A bord du Normandie, Journal transatlantique
Blaise Cendrars, Colette, Claude Farrère, Pierre Wolff, Roger Schaal, 1935
Le mercredi 29 mai 1935, à 18 heures 30, un quintette enthousiaste participe, du haut du bastingage, à l’appareillage du paquebot de tous les superlatifs. Le plus grand (299,16 m), le plus moderne (4 turbines et 4 hélices actionnées par propulsion électrique), le plus luxueux (décoré par les architectes-décorateurs les plus recherchés : Leleu et Franck). Bref, c’est le navire que, bien entendu, « le monde entier nous envie ». Dès lors, il ne peut être que français. D’ailleurs, il a pour nom « Normandie », une de nos provinces emblématiques. Et ce, après avoir manqué s’appeler Président Paul-Doumer, en hommage au président de la République assassiné en 1932. Il a été construit pour la CGT, sigle non pas de la confédération syndicale, mais d’une compagnie maritime, la Compagnie Générale Transatlantique, ayant failli sombrer dans la tempête soulevée par la crise de 1929. D’un coût de 863 millions, il est surnommé « la dette flottante ».
Rien, quel que soit le prix, n’a été négligé pour en imposer. Ainsi, parmi les trois cheminées profilées, dessinées par le peintre Marin-Marie, la troisième est factice, purement ornementale, afin de sauvegarder l’harmonie esthétique. Aucune machinerie ne s’y trouve, mais un chenil !
La bande des cinq a reçu pour feuille de route, de tenir le livre de bord de la croisière inaugurale du Normandie sur la ligne Le Havre-New York. Elle se compose de l’ancien légionnaire ayant perdu son bras droit pendant la première guerre mondiale, désormais romancier mais toujours tenaillé par l’aventure, Blaise Cendrars, du capitaine de corvette Claude Farrère devenu écrivain de la mer, tous deux diligentés par Pierre Lazareff de « Paris-Soir » ; de la sulfureuse Colette et du cinéphile-auteur dramatique Pierre Wolff, dépêchés par « Le Journal ». Leurs articles sont retransmis par T.S.F. Quant au photographe, Roger Schaal, il doit illustrer l’équipée nautique ; ce dont il s’acquittera magnifiquement avec plus de 600 clichés passés à la postérité.

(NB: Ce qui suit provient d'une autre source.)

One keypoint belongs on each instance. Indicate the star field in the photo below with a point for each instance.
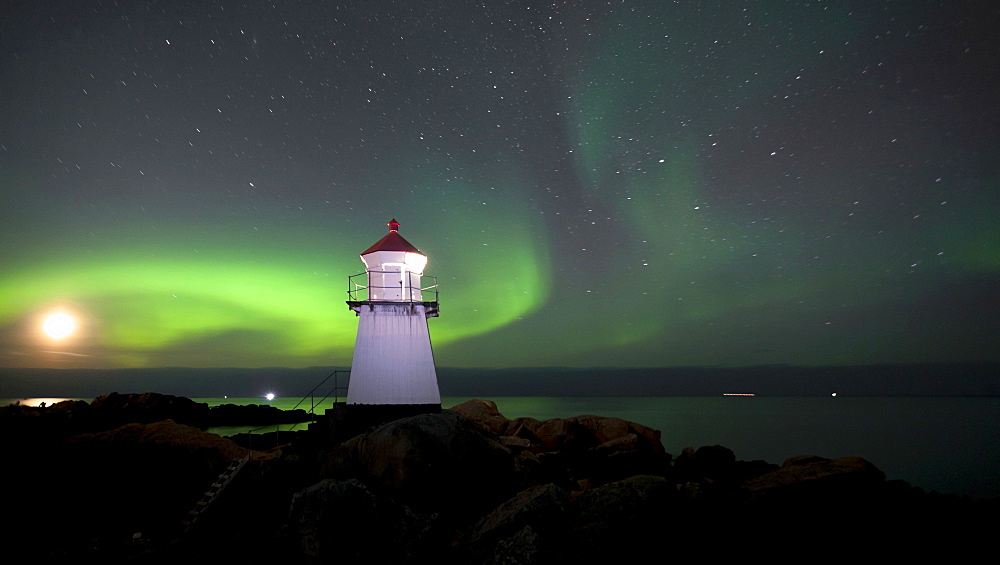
(594, 183)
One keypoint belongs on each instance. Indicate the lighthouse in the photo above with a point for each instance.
(393, 372)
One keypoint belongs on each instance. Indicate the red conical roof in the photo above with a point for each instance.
(392, 242)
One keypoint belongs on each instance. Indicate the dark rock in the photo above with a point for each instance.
(432, 461)
(530, 527)
(807, 479)
(343, 521)
(577, 452)
(118, 409)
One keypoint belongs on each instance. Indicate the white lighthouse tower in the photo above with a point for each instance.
(393, 368)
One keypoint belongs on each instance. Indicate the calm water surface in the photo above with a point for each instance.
(948, 444)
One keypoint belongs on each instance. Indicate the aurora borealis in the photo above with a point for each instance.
(617, 184)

L’originalité de leur récit réside non pas dans une œuvre commune, mais, au contraire, dans une rédaction séparée, non concertée, des mêmes événements ressentis différemment suivant la personnalité, la sensibilité, l’écriture, le style de vie de chacun des narrateurs.
Cendrars - qui avait déclaré : « Ce qui m’intéresse ce sont les machines. Les tralalas et les belles réceptions des gens du monde, j’en ai rien à foutre » - préfère les entrailles des soutes et du peuple qu’il fouille en 2e classe (encore aurait-il pu se galvauder dans la dernière, la 7e). Ses compagnons, sur les ponts supérieurs et dans les salons de première, décrivent un autre monde. Colette dépeint les passagers, l’océan infini, l’arrivée inouïe à New-York, l’amarrage au Pier 88, - le quai spécialement agrandi pour le monumental paquebot -, la cohue, La Marseillaise chantée à tue-tête, dont des bribes volent jusqu’aux voyageurs. Wolff, lui, restitue le quotidien anecdotique ; Farrère, la globalité et la course au Ruban bleu. Le Normandie doit en effet tenter de gagner cette sorte de médaille du mérite décernée au navire transatlantique le plus rapide, alors détenue par le Rex de l’Italie mussolinienne. Hurrah ! Le Français parvient à la lui ravir, aussi bien à l’aller – en battant son record de 10 heures – qu’au retour.
Ce qui entraîne une conséquence néfaste pour le millier de passagers : une traversée abrégée, un conte de fée réduit à un peu moins de quatre jours. Heureusement qu’il y eut le retour, du moins pour les reporters.